The Thunderchief was a single engine, two-seat fighter-bomber, with afterburning capability. It housed an internal 20mm cannon, and had five external weapons stations. The F-105 represented a considerable upgrade over the slower, less capable F-100F Super Sabre. The Thunderchief was faster, more agile, carried more ordnance, and was considerably more durable. Nicknamed the "THUD", for the sound it made when hitting the ground on landing, the pilots that flew it loved it. Retired USAF Weasel pilot Colonel George Acree called the "THUD", " a great airplane" and it was these qualities that persuaded the Air Force to develop it as the next generation of Wild Weasel aircraft.

The F-105F was a two-seat trainer that was converted to fit the Weasel role. The AN/APR 25 set was added, and the new AGM-45 Shrike anti-radiation missile was fitted on the new Weasels to make it a formidable SAM killer. The Shrike missile was a short range, passive missile, which locked on to the signals emanating from the SAM's radar to guide it to its target. Although the Shrike was somewhat ineffective, it did afford the Weasel crews some standoff capability. A small weapons payload and limited range hampered the Shrike, but it was an upgrade on the earlier Weasel payloads.

The converted F-105F Wild Weasel was brought to Nellis AFB to begin its testing at the newly developed Wild Weasel school. New pilots and EWO's were brought in and they were trained in the F-105F. By May 1966, the new F-105F Weasels were deploying to Vietnam for duty. The new Weasels were designated Wild Weasel 3, and they would write a new chapter in the history of the Wild Weasels.

The new F-105F Weasels deployed to Vietnam in May 1966, and began operations almost immediately. It was clear from the beginning that the F-105F was a significantly better suited aircraft for the Weasel mission. The Wild Weasels now had an aircraft that could keep up with the fighter-bombers and fighter escorts, which enabled them to execute their mission more effectively. However, the Air Force was not satisfied with the F-105F, and plans for upgrading the aircraft began. 

By early 1967, a new version of the Thunderchief was being introduced, the F-105G Wild Weasel. The F-105G was a converted F-105F, with advanced avionics and greater weapons capabilities. The AN/APR-25 RHAW was replaced by an upgraded version, and a replacement for the ineffective Shrike missile was being developed. The AGM-78 Standard anti-radiation missile had an improved seeker head and almost four times the range of the Shrike missile, giving the Weasel pilots much improved standoff capability. The Standard Arm was deployed on the F-105G in 1967, but wasn't readily used until 1972 because of the halt in bombing over North Vietnam. For the Weasels, this was good news, as the equipment and the tactics were getting better, making their jobs a little easier.

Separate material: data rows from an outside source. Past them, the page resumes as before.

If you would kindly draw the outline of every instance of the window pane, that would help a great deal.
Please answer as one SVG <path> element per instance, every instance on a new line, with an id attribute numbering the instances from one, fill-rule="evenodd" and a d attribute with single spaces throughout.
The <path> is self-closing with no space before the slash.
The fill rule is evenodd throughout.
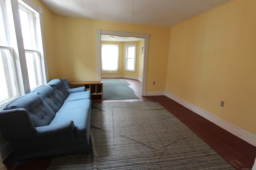
<path id="1" fill-rule="evenodd" d="M 135 71 L 136 45 L 126 45 L 125 69 L 126 71 Z"/>
<path id="2" fill-rule="evenodd" d="M 39 53 L 26 51 L 28 79 L 30 90 L 42 85 L 42 71 L 40 66 Z"/>
<path id="3" fill-rule="evenodd" d="M 0 49 L 0 103 L 17 96 L 11 51 Z"/>
<path id="4" fill-rule="evenodd" d="M 134 59 L 127 59 L 126 69 L 129 70 L 134 70 Z"/>
<path id="5" fill-rule="evenodd" d="M 118 45 L 102 44 L 101 56 L 102 70 L 112 71 L 118 70 Z"/>
<path id="6" fill-rule="evenodd" d="M 127 47 L 127 58 L 134 59 L 135 58 L 135 47 Z"/>
<path id="7" fill-rule="evenodd" d="M 26 49 L 37 50 L 36 27 L 34 22 L 33 13 L 20 6 L 19 11 L 24 48 Z"/>

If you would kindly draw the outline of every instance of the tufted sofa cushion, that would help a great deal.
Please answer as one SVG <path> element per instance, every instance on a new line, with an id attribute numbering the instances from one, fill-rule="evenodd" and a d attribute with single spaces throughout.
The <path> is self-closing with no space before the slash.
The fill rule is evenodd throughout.
<path id="1" fill-rule="evenodd" d="M 48 125 L 54 113 L 36 93 L 30 93 L 11 102 L 4 110 L 23 108 L 28 111 L 35 127 Z"/>
<path id="2" fill-rule="evenodd" d="M 47 84 L 53 88 L 63 102 L 66 100 L 69 95 L 69 93 L 66 88 L 63 85 L 60 80 L 58 78 L 51 80 L 47 83 Z"/>
<path id="3" fill-rule="evenodd" d="M 50 86 L 44 85 L 33 90 L 37 93 L 46 104 L 56 113 L 63 104 L 63 101 Z"/>

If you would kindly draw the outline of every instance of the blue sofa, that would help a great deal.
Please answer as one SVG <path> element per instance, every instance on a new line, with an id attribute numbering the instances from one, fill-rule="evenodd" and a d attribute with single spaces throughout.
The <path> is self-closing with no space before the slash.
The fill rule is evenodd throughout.
<path id="1" fill-rule="evenodd" d="M 34 158 L 88 153 L 90 92 L 70 89 L 55 79 L 0 110 L 0 130 L 12 147 L 16 164 Z"/>

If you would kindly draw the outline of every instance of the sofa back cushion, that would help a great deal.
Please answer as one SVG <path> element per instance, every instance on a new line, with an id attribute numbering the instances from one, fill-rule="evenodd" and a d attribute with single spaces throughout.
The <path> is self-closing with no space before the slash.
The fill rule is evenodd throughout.
<path id="1" fill-rule="evenodd" d="M 23 108 L 28 111 L 35 127 L 48 125 L 54 113 L 36 93 L 28 93 L 6 105 L 5 110 Z"/>
<path id="2" fill-rule="evenodd" d="M 54 113 L 56 113 L 63 104 L 62 99 L 48 85 L 40 86 L 34 89 L 33 92 L 37 93 Z"/>
<path id="3" fill-rule="evenodd" d="M 62 82 L 58 78 L 52 80 L 47 84 L 53 88 L 58 95 L 64 101 L 67 98 L 69 93 L 67 89 L 62 84 Z"/>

Now armed with the new and improved Thunderchief as the primary Weasel aircraft, the Weasels set to their task. Their mission was seemingly simple; protect the strike force from SAM sites and destroy the sites whenever possible. This task became increasingly difficult as the war raged on, as NVA air defenses got better and better. The Weasel's job of hunting and killing SAM's more and more resembled a dangerous game of cat and mouse.

*Cat and Mouse*

The air war in Vietnam witnessed the beginning of the Wild Weasels as a formidable and integral force. The Weasels showed their bravery and courage time and again, and although it is hard to put an exact number on it, it is safe to say that the Weasels saved countless lives in the performance of their duties. Their mission was no less than suicidal, but despite the odds they pressed on and did their jobs, defying death at every turn. Along the way they paved the way for future generations of Weasels to follow in their footsteps. 

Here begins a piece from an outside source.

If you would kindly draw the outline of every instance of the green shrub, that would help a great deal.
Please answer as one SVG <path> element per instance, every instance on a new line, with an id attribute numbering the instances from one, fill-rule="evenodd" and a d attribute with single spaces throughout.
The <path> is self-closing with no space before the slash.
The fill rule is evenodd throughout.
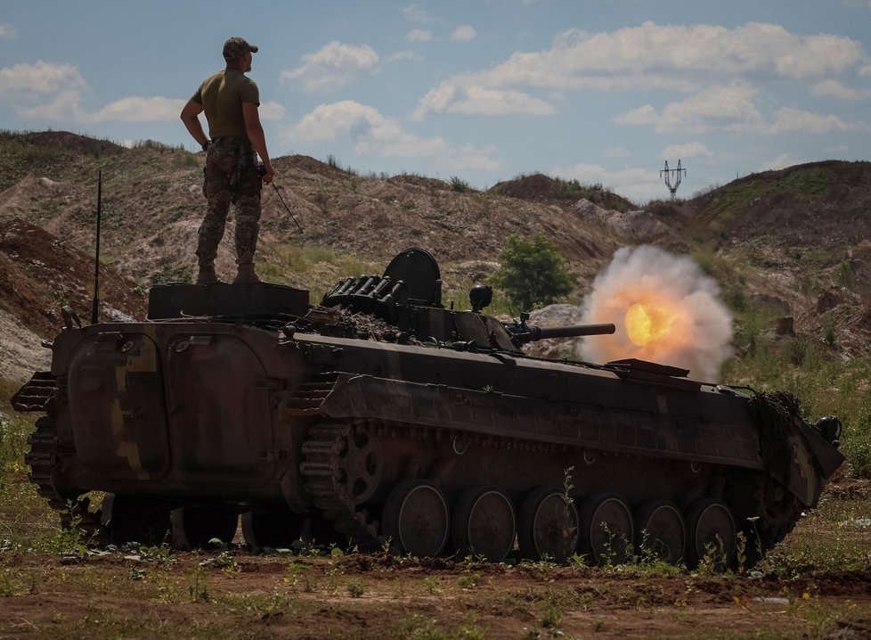
<path id="1" fill-rule="evenodd" d="M 515 311 L 552 304 L 572 291 L 574 276 L 568 263 L 544 235 L 527 240 L 512 234 L 507 243 L 491 283 L 505 291 Z"/>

"Going North", or "Going downtown" were phrases coined by air force pilots who flew into North Vietnam. During the Vietnam War there was no greater risk than venturing into North Vietnam to try and deliver a payload of bombs. Particularly dangerous was flying over "Thud Ridge", a treacherous mountain range just outside of Hanoi that was loaded with deadly AAA guns. The F-105's were especially hit hard over this mountain thus the nickname "Thud Ridge." With Soviet and Chinese assistance, the NVA had built up a formidable air defense network. No one knew this better than the Wild Weasels, the men assigned to deal with the SAM's and the NVA air defenses. 

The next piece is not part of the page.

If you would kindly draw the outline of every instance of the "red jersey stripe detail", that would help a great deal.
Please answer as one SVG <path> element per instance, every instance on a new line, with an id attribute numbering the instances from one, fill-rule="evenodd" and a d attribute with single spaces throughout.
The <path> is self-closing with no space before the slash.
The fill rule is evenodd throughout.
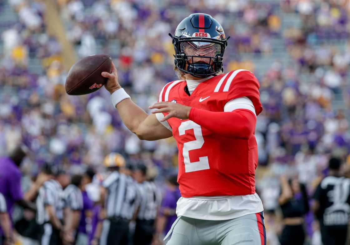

A typical Wild Weasel mission lasted almost three hours and was carried out in one of two ways. An Iron Hand mission, which consisted of flying out in front of a strike force to clear the way of SAM's so the strike force could get through. The Weasels adopted the phrase "first in, last out" in reference to these missions because they would fly in before the strike force, attract the attention of the SAM sites, remain on station while the strike force delivered its payload, and then remain on station until the strike force left safely. This made the Weasels ten times more vulnerable to getting shot down. 

The other method the Weasels employed was that of the hunter-killer concept. The Weasels would team up with a flight of bombers and specifically "troll" for SAM's. They would wait to be tracked by the SAM radar and then attack the site, then guide the bombers to the site, effectively finishing it off. This was not an easy task however, because more often than not, the SAM would launch at the Weasels, causing them to employ evasive maneuvers. One such maneuver was "dancing with the SAMS." This maneuver involved waiting for the SAM to launch, heading straight for it, waiting until it got dangerously close to the aircraft and then pulling violently out of the way of the missile in the hopes that the missile could not replicate the sharp moves of the aircraft. More than any other example, this illustrates the danger of the Weasels mission.

In addition to the threat of the SAM and AAA sites, the Weasels also had to contend with Soviet built MIG fighter jets that were supplied to the North Vietnamese Air Force. In April of 1967 Weasel pilot Major Leo Thorsness and his EWO, Captain Harold Johnson shot down a MIG –17 over Hanoi to become the first Weasel pilot to claim a MIG kill. Major Thorsness flew over 90 Weasel missions over North Vietnam, including a mission in which he took on several MIG fighters and saved countless American lives. For this he received the Congressional Medal of Honor. Major Thorsness and Captain Johnson were shot down and spent six years in an NVA prisoner of war camp. 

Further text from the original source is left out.